5-C Students Rally for Youth Immigration Reform

Brandishing signs as they stopped at 5-C dining halls, students from the DREAM Act Coalition marched across the Claremont Colleges Wednesday to raise awareness for immigration legislation before Congress.

The rally was the first in a string of planned monthly awareness events intended to whip up support for the DREAM Act, which would give undocumented students a path toward citizenship and allow undocumented minors to attend college.

Coalition founder and organizer Becca Russell-Einhorn PO ’12, acknowledging the touchiness of immigration reform, said it was important to engage students and garner fresh interest in the issue.

“A lot of people just don’t know about the DREAM Act, and that’s the biggest thing we’re combating right now,” Russell-Einhorn said. “When people hear about it, it’s kind of a no-brainer for them.”

Russell-Einhorn spent her summer learning about the act through her work at Campus Progress, where she gained perspective first-hand from the founders of dreamactivist.org, which supports the bill.
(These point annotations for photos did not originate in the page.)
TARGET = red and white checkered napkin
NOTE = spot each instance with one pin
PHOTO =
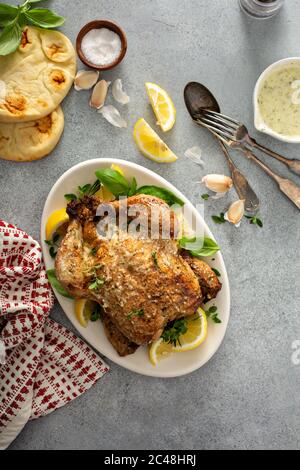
(42, 365)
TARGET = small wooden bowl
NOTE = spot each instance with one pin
(97, 24)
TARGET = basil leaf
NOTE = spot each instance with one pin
(199, 247)
(114, 182)
(161, 193)
(56, 284)
(44, 18)
(10, 39)
(7, 14)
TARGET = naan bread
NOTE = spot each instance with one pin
(28, 141)
(37, 77)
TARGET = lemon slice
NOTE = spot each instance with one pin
(196, 333)
(55, 221)
(162, 105)
(159, 350)
(84, 309)
(151, 145)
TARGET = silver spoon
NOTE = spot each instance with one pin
(198, 98)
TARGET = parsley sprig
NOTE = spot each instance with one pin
(14, 18)
(213, 314)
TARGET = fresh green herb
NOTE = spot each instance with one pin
(199, 247)
(96, 315)
(133, 188)
(13, 19)
(254, 220)
(161, 193)
(86, 190)
(136, 313)
(97, 283)
(112, 180)
(174, 331)
(219, 219)
(53, 245)
(213, 314)
(56, 284)
(154, 257)
(70, 197)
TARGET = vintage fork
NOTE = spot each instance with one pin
(288, 187)
(237, 132)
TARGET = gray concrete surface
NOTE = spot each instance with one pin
(247, 397)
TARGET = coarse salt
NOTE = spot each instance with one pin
(101, 46)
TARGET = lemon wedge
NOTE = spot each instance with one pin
(162, 105)
(84, 310)
(151, 145)
(55, 221)
(195, 336)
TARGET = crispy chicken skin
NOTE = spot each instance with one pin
(208, 280)
(144, 282)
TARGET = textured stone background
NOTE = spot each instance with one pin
(248, 395)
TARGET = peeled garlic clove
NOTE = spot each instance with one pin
(218, 183)
(85, 79)
(195, 154)
(117, 91)
(99, 94)
(236, 213)
(112, 115)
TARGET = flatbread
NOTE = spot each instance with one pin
(37, 77)
(28, 141)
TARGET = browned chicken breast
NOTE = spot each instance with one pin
(141, 283)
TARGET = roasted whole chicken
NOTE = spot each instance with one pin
(142, 283)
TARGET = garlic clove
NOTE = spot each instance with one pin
(112, 115)
(118, 93)
(218, 183)
(99, 94)
(85, 79)
(235, 213)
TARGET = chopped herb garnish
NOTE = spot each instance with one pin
(217, 273)
(97, 283)
(254, 220)
(154, 256)
(219, 219)
(213, 314)
(174, 331)
(136, 313)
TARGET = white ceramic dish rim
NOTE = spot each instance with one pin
(63, 301)
(258, 120)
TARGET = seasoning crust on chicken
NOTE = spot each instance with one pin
(141, 283)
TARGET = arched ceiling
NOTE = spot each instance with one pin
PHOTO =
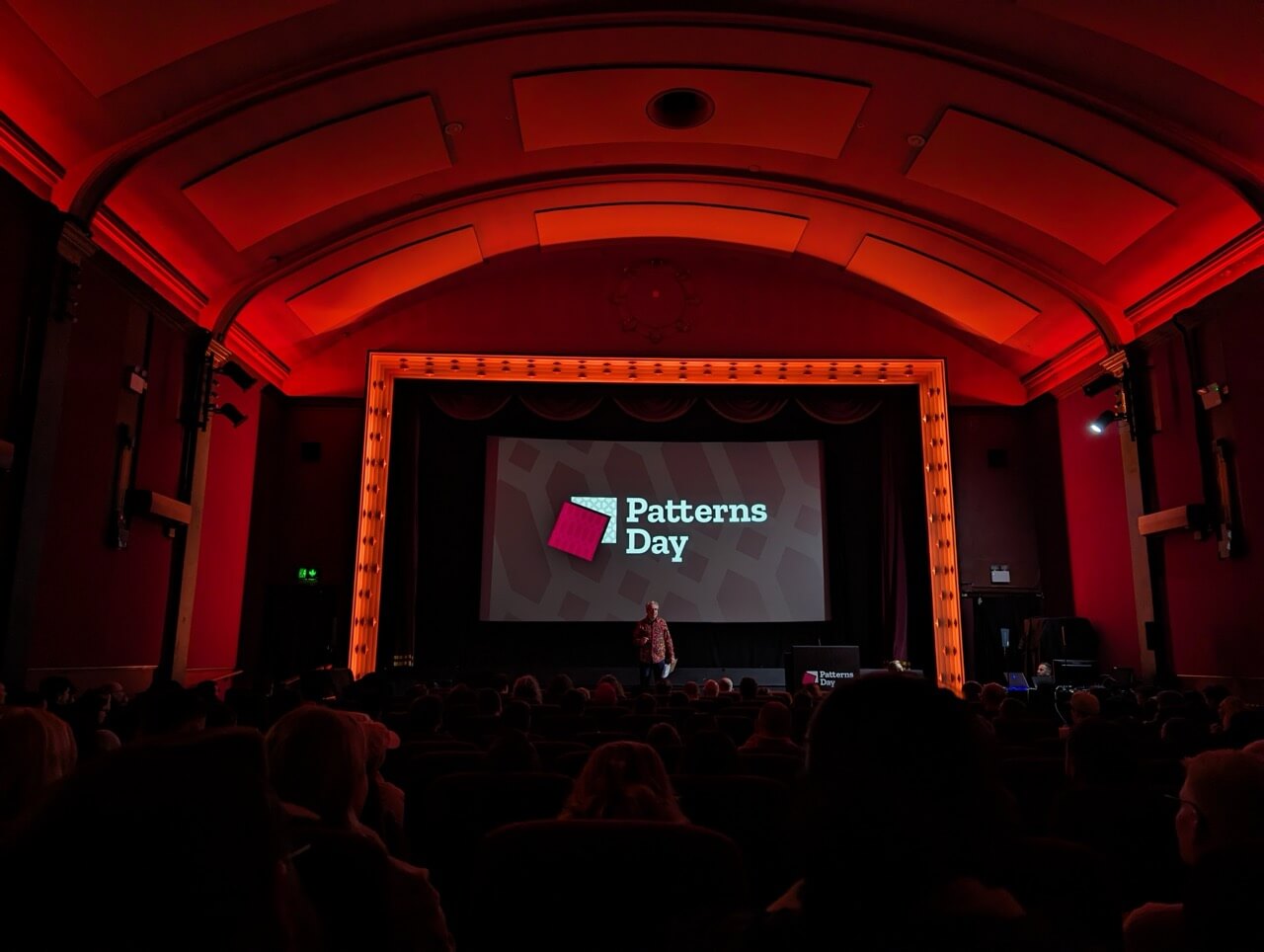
(1050, 179)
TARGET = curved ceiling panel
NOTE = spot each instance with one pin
(974, 303)
(1074, 199)
(272, 189)
(347, 294)
(767, 111)
(709, 222)
(276, 157)
(1218, 39)
(109, 44)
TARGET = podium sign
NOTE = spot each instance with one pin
(822, 664)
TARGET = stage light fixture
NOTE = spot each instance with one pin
(234, 416)
(1100, 383)
(1102, 421)
(238, 374)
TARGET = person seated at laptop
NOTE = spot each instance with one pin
(1083, 704)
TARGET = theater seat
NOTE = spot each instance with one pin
(775, 766)
(572, 763)
(753, 813)
(421, 771)
(550, 752)
(609, 885)
(443, 831)
(1068, 889)
(1035, 784)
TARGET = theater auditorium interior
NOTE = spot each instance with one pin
(368, 369)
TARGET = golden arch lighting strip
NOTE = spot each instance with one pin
(926, 375)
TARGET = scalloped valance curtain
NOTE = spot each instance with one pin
(651, 406)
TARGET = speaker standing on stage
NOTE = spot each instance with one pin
(654, 642)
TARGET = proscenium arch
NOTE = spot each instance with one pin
(926, 375)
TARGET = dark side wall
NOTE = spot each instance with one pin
(98, 607)
(306, 487)
(1206, 604)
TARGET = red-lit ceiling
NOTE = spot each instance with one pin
(1042, 180)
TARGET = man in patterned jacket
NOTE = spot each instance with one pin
(654, 642)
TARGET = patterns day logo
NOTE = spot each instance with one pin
(588, 521)
(579, 530)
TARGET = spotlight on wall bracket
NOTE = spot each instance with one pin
(234, 416)
(238, 374)
(1104, 420)
(1100, 383)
During the first week of the academic year, she set up a table at Smith Campus Center to raise awareness by handing out pamphlets and door signs, selling t-shirts, and encouraging students to participate in the rally.
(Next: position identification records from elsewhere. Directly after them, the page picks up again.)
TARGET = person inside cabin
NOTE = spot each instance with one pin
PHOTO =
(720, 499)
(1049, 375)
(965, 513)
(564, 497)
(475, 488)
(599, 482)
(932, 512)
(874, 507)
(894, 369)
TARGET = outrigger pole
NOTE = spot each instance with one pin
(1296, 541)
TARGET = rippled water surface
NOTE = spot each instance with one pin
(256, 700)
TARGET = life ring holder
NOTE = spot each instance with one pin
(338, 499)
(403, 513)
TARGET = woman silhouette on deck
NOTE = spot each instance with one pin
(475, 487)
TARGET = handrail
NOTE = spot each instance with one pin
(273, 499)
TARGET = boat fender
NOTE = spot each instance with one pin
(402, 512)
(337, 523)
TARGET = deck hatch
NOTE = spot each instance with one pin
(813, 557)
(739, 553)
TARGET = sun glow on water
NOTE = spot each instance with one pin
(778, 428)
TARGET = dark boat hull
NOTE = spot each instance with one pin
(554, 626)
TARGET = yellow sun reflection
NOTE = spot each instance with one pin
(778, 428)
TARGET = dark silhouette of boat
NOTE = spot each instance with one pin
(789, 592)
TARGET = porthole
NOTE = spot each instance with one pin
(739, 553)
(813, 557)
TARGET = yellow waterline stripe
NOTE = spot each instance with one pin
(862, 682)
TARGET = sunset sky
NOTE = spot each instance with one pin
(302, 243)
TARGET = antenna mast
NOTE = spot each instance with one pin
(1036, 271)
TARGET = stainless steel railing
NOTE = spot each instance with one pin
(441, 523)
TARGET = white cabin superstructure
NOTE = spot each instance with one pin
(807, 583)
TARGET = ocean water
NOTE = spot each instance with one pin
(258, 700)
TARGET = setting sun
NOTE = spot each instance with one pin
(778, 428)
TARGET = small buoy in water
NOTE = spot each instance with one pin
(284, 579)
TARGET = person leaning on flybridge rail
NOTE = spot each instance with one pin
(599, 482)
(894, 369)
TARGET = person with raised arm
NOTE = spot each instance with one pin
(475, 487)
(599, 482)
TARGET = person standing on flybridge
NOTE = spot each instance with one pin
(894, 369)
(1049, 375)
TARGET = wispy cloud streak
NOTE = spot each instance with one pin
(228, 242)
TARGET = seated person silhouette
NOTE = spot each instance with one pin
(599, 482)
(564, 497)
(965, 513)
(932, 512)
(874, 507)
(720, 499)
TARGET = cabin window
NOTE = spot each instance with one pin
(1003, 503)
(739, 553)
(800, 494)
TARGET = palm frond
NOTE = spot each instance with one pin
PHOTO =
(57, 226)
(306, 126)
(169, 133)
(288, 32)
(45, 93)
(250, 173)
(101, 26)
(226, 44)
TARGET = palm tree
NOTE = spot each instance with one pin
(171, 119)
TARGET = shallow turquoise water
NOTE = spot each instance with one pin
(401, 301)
Members from outside the 5Cs joined in the march as well, including students from University of La Verne and Chino High School. Many participants knew or were themselves undocumented immigrants.
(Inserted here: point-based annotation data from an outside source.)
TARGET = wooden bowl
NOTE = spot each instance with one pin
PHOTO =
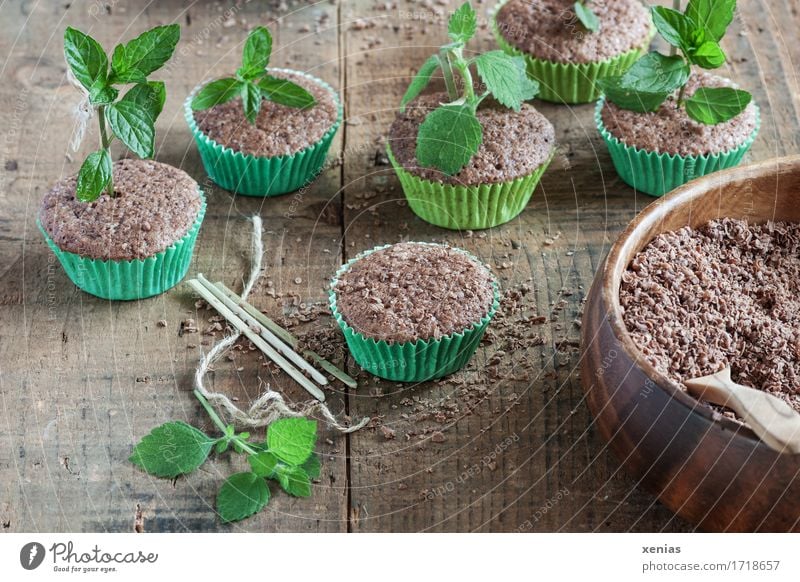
(715, 473)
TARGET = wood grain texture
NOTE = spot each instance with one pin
(82, 379)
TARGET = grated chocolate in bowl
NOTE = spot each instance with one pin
(725, 294)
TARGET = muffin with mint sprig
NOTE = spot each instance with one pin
(123, 230)
(568, 45)
(264, 131)
(470, 158)
(665, 121)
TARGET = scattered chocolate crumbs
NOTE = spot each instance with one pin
(671, 130)
(549, 30)
(724, 294)
(279, 130)
(154, 205)
(412, 291)
(514, 144)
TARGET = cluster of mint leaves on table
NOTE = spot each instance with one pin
(451, 134)
(696, 33)
(253, 83)
(286, 456)
(131, 119)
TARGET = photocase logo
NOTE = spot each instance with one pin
(31, 555)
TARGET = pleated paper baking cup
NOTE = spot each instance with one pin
(412, 361)
(134, 279)
(657, 173)
(569, 82)
(262, 176)
(460, 207)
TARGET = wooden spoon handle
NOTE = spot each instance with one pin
(775, 422)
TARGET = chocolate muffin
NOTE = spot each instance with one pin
(279, 130)
(514, 144)
(414, 291)
(154, 205)
(670, 130)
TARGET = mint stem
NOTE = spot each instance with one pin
(449, 78)
(105, 141)
(221, 425)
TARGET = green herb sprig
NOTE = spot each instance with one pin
(451, 134)
(132, 118)
(286, 456)
(252, 82)
(586, 16)
(696, 34)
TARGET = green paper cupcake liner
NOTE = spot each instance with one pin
(459, 207)
(412, 361)
(657, 173)
(569, 83)
(135, 279)
(259, 176)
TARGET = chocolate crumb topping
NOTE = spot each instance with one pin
(724, 294)
(412, 291)
(671, 130)
(279, 130)
(154, 206)
(514, 144)
(548, 29)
“They’re a hidden part of our community,” said coalition member Ali Standish PO ’12.

Critics of the bill have said that the law would further encourage illegal immigration, limit opportunities for native-born citizens, and shift the burdens of illegal youth immigration from immigrants to the U.S. government.

The most recent version of the act applies to undocumented students who arrived in the U.S. before their 16th birthday, lived here for the last five years, graduated from a high school here or obtained a GED, served in the military or attended college for two years, and had “good moral character.”

“It’s a very narrow tailored bill that really only addresses the situations of a fraction of the 12 million undocumented workers,” said Will Perez, an assistant professor of education at the Claremont Graduate University. Perez likened the discussion of addressing human and civil rights in the immigrant community as part of “a sort of new civil rights movement.”

Introduced into congress every two years since its inception in 2001, the act garnered weak support from a mostly Republican congress until 2006, but followers hope the recent shift in Congressional control to Democrats will result in more whole-hearted support for the act in the coming term.

While citing the social and civic benefits of passing such a bill, supporters say it has economic advantages.

“We are economically losing out on a college-educated workforce that’s not able to get full time jobs, pay taxes, and contribute to the economic base,” Perez said. “So if anything, we’re losing money by not providing a path to legalization. Because these are immigrants that aren’t going back to their homeland.”

The rally was held in conjunction with similar events throughout Southern California on that day, including ones at UCLA and Bell Gardens High School.

“Some [of the undocumented students] don’t even remember their birthplace,” said Russell-Eisenhorn. “They grow up as Americans with the American dream then all of a sudden they realize the dream doesn’t apply to them.”